Quattro scosse di terremoto sulla costa crotonese

Sono state tre le scosse di terremoto sulla costa calabrese registrate dalla Sala sismica dell’Ingv di Roma. Due di esse, quella all’alba e quella del pomeriggio sono state regolarmente registrate dall’Ingv e si leggono sul sito dell’istituto, mentre una terza, avvenuta alle 9.11 del 20 agosto è stata confermata dal funzionario dell’Ingv ma non appare sul sito perché gli strumenti non l’hanno registrata correttamente nonostante sia stata sentita da diversi cittadini.

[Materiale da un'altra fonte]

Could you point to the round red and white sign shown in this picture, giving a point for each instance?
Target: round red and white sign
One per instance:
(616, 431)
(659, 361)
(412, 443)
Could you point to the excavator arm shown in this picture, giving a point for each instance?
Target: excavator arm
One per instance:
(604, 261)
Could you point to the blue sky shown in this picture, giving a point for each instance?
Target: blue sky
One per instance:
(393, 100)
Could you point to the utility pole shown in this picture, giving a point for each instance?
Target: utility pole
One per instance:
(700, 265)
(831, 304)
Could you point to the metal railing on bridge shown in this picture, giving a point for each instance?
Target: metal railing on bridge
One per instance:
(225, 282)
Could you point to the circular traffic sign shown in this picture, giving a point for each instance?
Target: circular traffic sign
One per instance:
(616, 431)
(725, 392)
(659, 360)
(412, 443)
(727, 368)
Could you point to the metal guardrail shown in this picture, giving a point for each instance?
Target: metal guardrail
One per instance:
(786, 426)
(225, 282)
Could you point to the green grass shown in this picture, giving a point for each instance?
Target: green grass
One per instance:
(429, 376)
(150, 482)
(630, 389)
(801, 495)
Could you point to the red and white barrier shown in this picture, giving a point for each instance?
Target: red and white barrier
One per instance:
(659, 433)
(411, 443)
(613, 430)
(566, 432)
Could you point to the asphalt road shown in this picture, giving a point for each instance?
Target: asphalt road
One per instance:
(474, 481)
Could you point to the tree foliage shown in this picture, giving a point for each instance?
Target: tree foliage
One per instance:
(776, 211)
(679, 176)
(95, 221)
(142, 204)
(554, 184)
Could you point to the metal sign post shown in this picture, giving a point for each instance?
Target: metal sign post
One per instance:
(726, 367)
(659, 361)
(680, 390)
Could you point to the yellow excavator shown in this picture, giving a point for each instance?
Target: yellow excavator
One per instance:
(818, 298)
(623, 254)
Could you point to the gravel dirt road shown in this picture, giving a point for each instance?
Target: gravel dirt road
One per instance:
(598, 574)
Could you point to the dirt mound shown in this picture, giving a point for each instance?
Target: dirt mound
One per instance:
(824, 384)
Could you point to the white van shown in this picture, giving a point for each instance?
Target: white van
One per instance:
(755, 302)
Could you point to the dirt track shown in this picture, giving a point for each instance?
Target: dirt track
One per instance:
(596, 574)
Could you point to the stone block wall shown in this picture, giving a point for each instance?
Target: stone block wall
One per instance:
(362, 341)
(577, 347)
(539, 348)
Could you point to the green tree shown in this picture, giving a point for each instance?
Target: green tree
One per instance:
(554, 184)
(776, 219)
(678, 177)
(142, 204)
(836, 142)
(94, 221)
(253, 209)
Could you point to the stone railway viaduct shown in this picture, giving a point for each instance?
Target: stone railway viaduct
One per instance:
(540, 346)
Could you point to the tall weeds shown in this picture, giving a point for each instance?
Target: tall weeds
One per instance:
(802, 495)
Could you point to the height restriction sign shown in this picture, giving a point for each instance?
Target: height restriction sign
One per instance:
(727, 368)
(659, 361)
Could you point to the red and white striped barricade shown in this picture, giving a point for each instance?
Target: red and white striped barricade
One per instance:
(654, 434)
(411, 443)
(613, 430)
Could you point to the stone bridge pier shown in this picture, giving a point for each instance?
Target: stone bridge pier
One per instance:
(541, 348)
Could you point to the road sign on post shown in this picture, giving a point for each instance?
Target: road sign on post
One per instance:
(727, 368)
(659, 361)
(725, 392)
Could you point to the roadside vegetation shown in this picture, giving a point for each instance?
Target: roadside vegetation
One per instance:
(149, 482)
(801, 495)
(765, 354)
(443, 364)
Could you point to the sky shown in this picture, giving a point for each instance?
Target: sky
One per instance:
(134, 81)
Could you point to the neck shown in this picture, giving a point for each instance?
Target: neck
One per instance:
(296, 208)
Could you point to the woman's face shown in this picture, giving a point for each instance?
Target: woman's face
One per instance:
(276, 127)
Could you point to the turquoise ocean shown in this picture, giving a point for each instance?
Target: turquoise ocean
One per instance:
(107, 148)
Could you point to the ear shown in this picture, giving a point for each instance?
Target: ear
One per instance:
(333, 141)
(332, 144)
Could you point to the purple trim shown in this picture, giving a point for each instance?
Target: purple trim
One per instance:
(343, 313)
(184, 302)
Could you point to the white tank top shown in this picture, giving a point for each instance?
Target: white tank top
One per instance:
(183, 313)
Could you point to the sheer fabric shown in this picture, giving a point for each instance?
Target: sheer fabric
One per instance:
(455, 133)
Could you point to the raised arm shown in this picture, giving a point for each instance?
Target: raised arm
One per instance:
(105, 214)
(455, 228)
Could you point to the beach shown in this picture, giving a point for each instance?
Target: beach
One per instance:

Il primo  terremoto di magnitudo 2.2 è avvenuto alle prime ore del mattino sulla costa crotonese. La scossa è stata registrata dall’Istituto nazionale di geofisica e vulcanologia alle 4.25 del 20 agosto ad una profondità di 10 km. L’epicentro è stato al largo tra Crotone e Cirò Marina. Il comune più vicino all’epicentro è stato quello di Strongoli che è poco più di 13 km. La scossa è stata avvertita da parte della popolazione. Non risultano, invece, secondo i dati registrati dall’Ingv, altre scosse avvenute nel corso della mattinata.

La seconda scossa, con magnitudo 2.3, è avvenuta alle 15.48 del 20 agosto. L’epicentro è nella stessa zona. Tra questi due terremoti ce n’è stato un terzo. Lo ha confermato rispondendo ad una nostra richiesta sulla pagina facebook dell’Ingv il funzionario di turno nella sala sismica Gianluca Valensise spiegando che i tre terremoti avvenuti nel crotonese (04:25, 09:11, 15:48, ora locale) sono tutti molto piccoli e vicini alla soglia minima di localizzabilità da parte della Rete Sismica Nazionale dell’Ingv.

Si tenga conto anche che alcune stazioni della rete di rilevamento che si trovano nella zona crotonese sono temporaneamente guaste. “Terremoti di queste dimensioni – ha spiegato Velensise – possono comunque essere percepiti da chi si trova molto vicino all’epicentro, e preferibilmente di notte, quando c’è meno rumore ambientale. Analogamente, i terremoti che avvengono di notte vengono localizzati meglio perché il segnale sismico è meno influenzato da vibrazioni di natura ambientale. La combinazione di questi fattori spiega perché due di queste scosse sono state localizzate – peraltro con difficoltà – mentre non è stato possibile localizzare quella di stamattina alle 9:11. Se fossero state più energetiche le avremmo registrate e localizzate bene tutte, ma per fortuna sono molto piccole”.

Alle 19.37 di martedì 20 agosto è stata registrata una scossa di magnitudo 2.0 avvenuta nella stessa zona ad una profondità di 10 km.